Une origine inconnue
Si la 1 re mention écrite des Chläuse date de 1663, nul ne sait vraiment d’où vient cette coutume. Et malgré –ou justement pour – cela, cette coutume touche chaque année, le 31.12 et le 13.01, de nombreuses personnes de tous les âges en Appenzell et au-delà. Le Silvesterchlausen s’apparente aux traditionnels cortèges bruyants de fin d’année. S’il vise certainement à « chasser » l’année écoulée, il faut veiller aux interprétations l’associant avec des rites païens primitifs (célébration de la fertilité ou chasse aux démons) : comme l’explique un certain spécialiste, il y a eu moult spéculations et beaucoup d’encre a coulé à ce sujet (influençant même les porteurs de la coutume), mais au final, on ne peut pas prouver grand-chose.
« Le Silversterchlausen est une coutume exclusivement masculine »
On ne connaît aucune Chläusin
Il existe aujourd’hui à peu près 3 types de Chläuse (cf. encadré) : les vilains, les beaux et les beaux-vilains, aussi appelés Chlaüse des forêts ou de la nature. Ils se présentent tous presque exclusivement en cliques (« Schuppel » en dialecte local).

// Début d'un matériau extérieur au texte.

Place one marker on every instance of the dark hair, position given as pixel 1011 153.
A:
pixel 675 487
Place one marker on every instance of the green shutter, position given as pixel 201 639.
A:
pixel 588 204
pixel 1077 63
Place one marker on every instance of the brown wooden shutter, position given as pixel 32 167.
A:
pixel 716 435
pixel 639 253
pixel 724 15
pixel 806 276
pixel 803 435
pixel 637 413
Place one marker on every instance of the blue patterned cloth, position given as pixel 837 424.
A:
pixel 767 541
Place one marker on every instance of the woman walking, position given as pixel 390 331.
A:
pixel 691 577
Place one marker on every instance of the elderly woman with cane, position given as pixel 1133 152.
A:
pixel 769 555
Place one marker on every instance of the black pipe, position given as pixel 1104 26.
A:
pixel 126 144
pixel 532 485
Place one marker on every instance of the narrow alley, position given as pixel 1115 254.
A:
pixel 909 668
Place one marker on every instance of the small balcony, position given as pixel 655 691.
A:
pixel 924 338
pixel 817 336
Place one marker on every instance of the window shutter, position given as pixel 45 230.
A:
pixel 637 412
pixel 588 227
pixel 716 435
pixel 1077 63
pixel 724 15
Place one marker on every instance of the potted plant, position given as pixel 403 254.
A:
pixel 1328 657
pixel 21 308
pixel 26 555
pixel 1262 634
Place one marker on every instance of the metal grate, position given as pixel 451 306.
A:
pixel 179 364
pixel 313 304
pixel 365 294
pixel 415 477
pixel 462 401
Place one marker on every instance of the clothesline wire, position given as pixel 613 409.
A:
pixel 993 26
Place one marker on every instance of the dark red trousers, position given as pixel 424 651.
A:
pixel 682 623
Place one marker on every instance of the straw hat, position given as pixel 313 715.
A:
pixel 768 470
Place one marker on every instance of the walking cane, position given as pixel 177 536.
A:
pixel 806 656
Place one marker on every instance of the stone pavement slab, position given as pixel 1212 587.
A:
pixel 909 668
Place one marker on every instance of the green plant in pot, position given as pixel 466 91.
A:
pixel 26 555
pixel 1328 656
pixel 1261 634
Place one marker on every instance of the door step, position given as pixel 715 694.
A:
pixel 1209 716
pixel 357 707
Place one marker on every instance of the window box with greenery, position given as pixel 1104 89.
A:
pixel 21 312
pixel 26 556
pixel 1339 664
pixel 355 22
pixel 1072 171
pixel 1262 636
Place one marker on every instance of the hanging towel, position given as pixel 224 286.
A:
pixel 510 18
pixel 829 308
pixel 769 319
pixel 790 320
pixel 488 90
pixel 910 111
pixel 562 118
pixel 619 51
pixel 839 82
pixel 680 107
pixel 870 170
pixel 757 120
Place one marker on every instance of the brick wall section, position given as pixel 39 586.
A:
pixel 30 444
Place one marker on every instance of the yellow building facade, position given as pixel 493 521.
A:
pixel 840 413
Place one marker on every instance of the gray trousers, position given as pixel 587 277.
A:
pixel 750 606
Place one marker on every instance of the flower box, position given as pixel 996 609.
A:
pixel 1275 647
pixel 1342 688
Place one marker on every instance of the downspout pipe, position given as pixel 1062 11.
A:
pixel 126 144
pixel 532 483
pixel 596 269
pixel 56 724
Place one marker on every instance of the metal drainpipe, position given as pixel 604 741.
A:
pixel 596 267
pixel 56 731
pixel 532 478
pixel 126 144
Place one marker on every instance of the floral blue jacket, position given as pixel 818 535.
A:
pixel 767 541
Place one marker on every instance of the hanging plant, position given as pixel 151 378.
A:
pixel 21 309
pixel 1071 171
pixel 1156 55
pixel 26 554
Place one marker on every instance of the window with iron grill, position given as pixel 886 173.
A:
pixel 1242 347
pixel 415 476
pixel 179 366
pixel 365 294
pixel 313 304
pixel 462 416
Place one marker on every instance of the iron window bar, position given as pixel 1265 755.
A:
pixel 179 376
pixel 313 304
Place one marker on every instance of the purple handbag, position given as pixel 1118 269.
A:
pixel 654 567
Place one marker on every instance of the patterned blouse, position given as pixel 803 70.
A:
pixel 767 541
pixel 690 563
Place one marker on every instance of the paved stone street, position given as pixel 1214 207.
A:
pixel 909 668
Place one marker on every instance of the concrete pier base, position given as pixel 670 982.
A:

Les uns portent une ou deux cloches et représentent des « Mannevölcher » (groupes d’hommes), encore plus souvent appelés « Schelli » (sonnailles) ou « Schellenchläuse » (Nicolas aux sonnailles), en raison de leurs cloches. Les autres sont les « Rollewiiber » (femmes aux grelots) ou « Rolli » (grelots), et portent un support orné de grands grelots autour du torse. Bien que les « Rollewiiber » revêtent des habits féminins, ce sont des hommes qui se cachent sous le costume. Le Silvesterchlausen est en effet une tradition masculine, à l’exception des « Goofeschüppeli » (cliques d’enfants), auxquels des filles participent parfois. Bien que de nombreuses femmes soient profondément attachées à cette coutume, elles laissent la tradition aux hommes. Si les femmes d’aujourd’hui se déguisent également, elles ne le disent pas. « Je ne connais actuellement aucune Chläusin », déclare Johannes Schläpfer, historien et chercheur sur les Chläuse. En 2023, il a publié le livre « Silvesterchlausen - geächtet - geduldet - gefördert » (Silversterchlausen banni - toléré - encouragé).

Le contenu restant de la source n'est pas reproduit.